Ars Poetica

Ars Poetica is a term meaning "The Art of Poetry" or "On the Nature of Poetry". Very Early examples of Artes Poeticae by Aristotle and Horace have survived and many other poems bear the same name. Horácio Horace's Ars Poetica (also known as "The Art of Poetry," Epistula Ad Pisones, or Letters to Piso), published c. 18 BC, was a treatise on poetics. It was first translated into English by Thomas Drant. Three quotations in particular are associated with the work:

  • "in medias res," or "into the middle of things." This describes a popular narrative technique that appears frequently in ancient epics and remains popular
  • "bonus dormitat Homerus" or "good Homer nods"; an indication that even the most skilled poet can make continuity errors
  • "ut pictura poesis," or "as is painting so is poetry," by which Horace meant that poetry, in its widest sense meaning "imaginative texts," merits the same careful interpretation that was in his day reserved for painting.

The latter two phrases occur one after the other near the end of the treatise.

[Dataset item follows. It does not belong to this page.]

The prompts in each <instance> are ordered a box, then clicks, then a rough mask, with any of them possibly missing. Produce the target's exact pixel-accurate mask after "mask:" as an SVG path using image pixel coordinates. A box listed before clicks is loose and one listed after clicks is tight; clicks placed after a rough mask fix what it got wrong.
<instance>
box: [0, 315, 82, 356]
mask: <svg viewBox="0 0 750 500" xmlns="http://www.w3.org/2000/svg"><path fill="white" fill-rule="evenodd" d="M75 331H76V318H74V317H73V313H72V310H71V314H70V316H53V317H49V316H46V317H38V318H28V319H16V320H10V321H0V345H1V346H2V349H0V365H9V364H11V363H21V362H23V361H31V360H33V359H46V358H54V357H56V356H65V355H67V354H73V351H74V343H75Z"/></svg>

The work is also key for its discussion of the principle of decorum, the use of appropriate vocabulary and diction in each style of writing, and for Horace's criticisms of purple prose.

In verse 191, Horace warns against deus ex machina, the practice of resolving a convoluted plot by having an Olympian god appear and set things right. Horace writes "Nec deus intersit, nisi dignus vindice nodus": "That a god not intervene, unless a knot show up that be worthy of such an untangler".